Samedi 27 novembre 2010 – Billet 2266 » Photos Bernard Maingot
SAINT-JEAN-D’ANGÉLY
A la mémoire de Marie-Madeleine Salomon
Vendredi 26 novembre, le maire Paul-Henri Denieuil et Anne-Marie Brisset, présidente de l’Association pour l’abbaye, ont dévoilé au centre de culture européenne une plaque dédiée à la mémoire de Marie-Madeleine Salomon, présidente disparue en janvier dernier, qui s’est dévouée avec passion pour l’association qu’elle avait créée en 1983. PHOTO BERNARD MAINGOT
N’ayant jamais connu Madame Salomon, j’ai trouvé que les renseignements contenus dans le discours du maire étaient intéressants à reproduire. Avec mes remerciements à la mairie pour me l’avoir communiqué, je le reprends ci-dessous :
Discours de Paul-Henri Denieuil du 26 novembre 2010
En hommage à Marie-Madeleine SALOMON
En janvier dernier, Marie-Madeleine SALOMON nous quittait dans sa 86e année. Sa disparition nous a laissé orphelin, orphelin d’une grande dame, même si physiquement, Marie-Madeleine était une personne d’apparence fragile.
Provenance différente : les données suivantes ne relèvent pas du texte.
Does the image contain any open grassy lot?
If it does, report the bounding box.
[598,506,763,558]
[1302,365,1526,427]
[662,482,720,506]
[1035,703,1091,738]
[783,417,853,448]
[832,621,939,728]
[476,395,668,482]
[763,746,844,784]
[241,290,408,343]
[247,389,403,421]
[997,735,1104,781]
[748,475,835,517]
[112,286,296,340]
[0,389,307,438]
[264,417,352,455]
Marie-Madeleine est née le 23 octobre 1924. Elle ne connut pas sa mère qui mourut quelques mois après sa naissance, atteinte de tuberculose. Elle fut donc élevée par sa tante Suzanne et un père souvent absent, à qui Marie-Madeleine vouait une grande admiration.
Ce père, Léo SALOMON, est une clé pour comprendre la personnalité de Marie-Madeleine et ses passions. D’une certaine façon, Marie-Madeleine fascinée par son père, a toujours cherché à retrouver ses traces.
Léo SALOMON est un personnage haut en couleurs. Après des études au Collège de Saint-Jean-d'Angély (à l’abbaye royale, NDLR), sans travail et sans argent, il part d’abord à Newcastle comme petit professeur de français où, à 18 ans, il connaît la vraie misère, puis va rejoindre de vagues cousins en Allemagne.
C’est là que commence une aventure à la Lawrence d’Arabie que Marie-Madeleine décrit avec amour et dévotion. Comme précepteur de fils de famille riche, le jeune Léo est amené à voyager, d’abord au Sud de la Russie au bord de la mer Noire, puis à Moscou.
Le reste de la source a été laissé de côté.